There had only been one moment with her father at the presentation of the bride and groom, but it had passed without incident and he felt her shudder of relief that that chapter of her life was now closed.

She remained stoically quiet for the remaining celebration, managing perfunctory nods when he repeatedly asked if she were all right. He was relieved when he was finally able to escort her back to his townhouse, where he waited in the study as she did whatever brides did in the bath on their wedding night.

He wondered how much time she would need to prepare herself. Wondered whether his mother had prepared her in her mother’s absence. He went to his room where he paced in his night robe, glaring at the flimsy wooden door that separated their chambers.

What if he opened it, and she wasn’t there?

Worst yet - what if she was - lying there - dutifully. He almost choked on the word.

With a deep breath, he pushed open the door and slipped into her room.

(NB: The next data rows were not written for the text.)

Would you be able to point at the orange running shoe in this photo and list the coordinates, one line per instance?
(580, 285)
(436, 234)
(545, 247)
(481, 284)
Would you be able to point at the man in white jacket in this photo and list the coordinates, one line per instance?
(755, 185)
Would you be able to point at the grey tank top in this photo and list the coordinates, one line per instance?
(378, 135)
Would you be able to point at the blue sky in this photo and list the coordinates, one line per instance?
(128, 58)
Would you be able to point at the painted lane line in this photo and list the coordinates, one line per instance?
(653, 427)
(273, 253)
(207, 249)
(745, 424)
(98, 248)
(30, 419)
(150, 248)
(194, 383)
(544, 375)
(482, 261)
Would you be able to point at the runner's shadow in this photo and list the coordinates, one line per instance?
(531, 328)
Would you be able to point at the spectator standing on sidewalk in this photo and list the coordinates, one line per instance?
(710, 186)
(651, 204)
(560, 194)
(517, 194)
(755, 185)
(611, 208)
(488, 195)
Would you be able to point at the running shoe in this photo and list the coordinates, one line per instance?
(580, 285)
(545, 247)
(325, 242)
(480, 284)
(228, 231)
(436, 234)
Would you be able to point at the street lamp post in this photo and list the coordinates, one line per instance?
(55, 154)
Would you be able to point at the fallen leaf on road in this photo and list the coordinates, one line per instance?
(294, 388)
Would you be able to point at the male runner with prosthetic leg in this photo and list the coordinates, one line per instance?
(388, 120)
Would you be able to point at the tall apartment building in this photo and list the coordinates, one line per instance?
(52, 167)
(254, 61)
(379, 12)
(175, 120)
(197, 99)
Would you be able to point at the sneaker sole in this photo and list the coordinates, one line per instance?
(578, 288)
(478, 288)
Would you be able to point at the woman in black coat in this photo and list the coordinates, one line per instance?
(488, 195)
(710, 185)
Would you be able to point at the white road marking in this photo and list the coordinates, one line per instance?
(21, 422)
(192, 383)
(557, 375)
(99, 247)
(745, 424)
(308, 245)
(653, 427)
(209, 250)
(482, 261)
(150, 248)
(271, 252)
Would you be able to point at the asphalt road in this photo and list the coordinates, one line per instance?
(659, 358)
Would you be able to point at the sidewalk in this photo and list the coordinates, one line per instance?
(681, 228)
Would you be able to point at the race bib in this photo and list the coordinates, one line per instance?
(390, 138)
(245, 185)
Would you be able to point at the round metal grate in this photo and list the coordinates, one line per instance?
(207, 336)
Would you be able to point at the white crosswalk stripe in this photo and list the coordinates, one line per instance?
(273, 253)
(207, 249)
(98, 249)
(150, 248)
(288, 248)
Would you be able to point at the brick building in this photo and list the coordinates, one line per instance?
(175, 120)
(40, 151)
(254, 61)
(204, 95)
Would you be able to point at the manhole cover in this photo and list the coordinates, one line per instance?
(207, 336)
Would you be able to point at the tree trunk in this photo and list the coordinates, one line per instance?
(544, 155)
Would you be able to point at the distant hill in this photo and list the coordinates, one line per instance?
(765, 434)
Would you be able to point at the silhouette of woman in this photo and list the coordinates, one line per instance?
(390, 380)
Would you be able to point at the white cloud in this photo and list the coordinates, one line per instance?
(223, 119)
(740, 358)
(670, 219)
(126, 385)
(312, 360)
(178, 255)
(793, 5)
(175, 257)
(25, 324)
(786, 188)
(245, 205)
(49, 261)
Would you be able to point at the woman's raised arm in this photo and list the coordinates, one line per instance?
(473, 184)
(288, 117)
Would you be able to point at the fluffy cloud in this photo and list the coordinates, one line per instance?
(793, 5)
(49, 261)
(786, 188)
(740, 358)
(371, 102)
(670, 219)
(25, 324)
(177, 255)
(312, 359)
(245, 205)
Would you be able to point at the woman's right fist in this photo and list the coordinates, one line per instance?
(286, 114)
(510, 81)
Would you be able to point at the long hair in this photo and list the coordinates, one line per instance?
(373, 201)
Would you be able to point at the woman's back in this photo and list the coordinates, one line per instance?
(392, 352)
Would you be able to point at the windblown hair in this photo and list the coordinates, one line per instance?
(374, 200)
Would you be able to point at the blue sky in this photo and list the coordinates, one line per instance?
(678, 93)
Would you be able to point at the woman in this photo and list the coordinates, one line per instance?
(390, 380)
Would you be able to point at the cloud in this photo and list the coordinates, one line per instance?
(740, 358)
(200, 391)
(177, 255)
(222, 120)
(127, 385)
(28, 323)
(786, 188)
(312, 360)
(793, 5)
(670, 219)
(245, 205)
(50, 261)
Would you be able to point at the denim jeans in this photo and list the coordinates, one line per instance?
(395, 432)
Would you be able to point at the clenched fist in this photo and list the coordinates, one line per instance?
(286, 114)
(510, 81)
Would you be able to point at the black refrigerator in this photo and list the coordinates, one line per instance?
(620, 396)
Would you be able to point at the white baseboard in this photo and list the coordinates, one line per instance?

She was pacing. Furiously pacing the length of her bed in a simple white nightshift. She whirled and faced him. “What was taking so deuced long?”

He laughed as relief swept through him. Yes, this was his Franny. He poured a finger of port into two glasses that his valet, bless him, had thought to leave on her nightstand.

She didn’t wait for him to hand it to her. She clutched it with both palms and downed it before setting the glass down on the dresser with a clink.

“Hello,” she said awkwardly.

“Hello, wife,” he said, oddly pleased at the endearment.

She scooted back on the bed and settled her back against the headboard, causing her white nightshift to rise up and reveal a shapely calf. Her red hair spilled over her shoulders and pooled on the mattress against the green coverlet he’d selected last week to match her eyes.

He reacted immediately to her, throbbing with need but uncertain of how to proceed. With other women it had been easy, but this was Franny. This was no time for practiced lines or rehearsed caresses.

She lifted her arms to him and his heart thudded in his chest at the trusting gesture. He gently sat on the bed and engulfed her in a hug that would have been innocent if not for the tips of her breasts burning his skin where they pressed into his side.

She sighed. “This has been an awfully long day.”

“Agreed,” he murmured against her shoulder.

She pulled back. “What now?”

“Now,” he said hesitantly, “I’m assuming you know?”

She shrugged. “I think I do.”

“Now is…” He hesitated to describe it. “Sex. Now we have sex. You may ask as many questions as you like,” he offered, reaching out a hand to lift her heavy hair off her shoulders so it spilled down her back.

“It’s riotous,” she complained of her hair.

He shook his head slowly. “It’s bewitching.”

“Nonsense.”

“Then why can I only think of kissing you when I see it?” he teased, palming the back of her head easily with his hand.

“I’m beginning to think it’s all you think of.”

“Only with you,” he promised. He gently tugged her head towards him and took her lips. She shifted and rose up on her knees to reach his mouth. He slipped his other arm around her back and pulled her against him, gratified when she innocently straddled his lap, pushing her nightshift up to her waist.

She swept her tongue into his mouth, a trick she’d easily mimicked in the past weeks. He wondered what else she could learn with practice. His hands moved to the ribbons of her shift. His shaking fingers surprised him as he tried to pull the ribbons loose. She cried out, unknowingly pressing her body against his and making him twitch to attention.

He pulled away, breathing heavily, so grateful to be her first. Slightly saddened that she wasn’t his first. Uncertain of what to make of his emotions.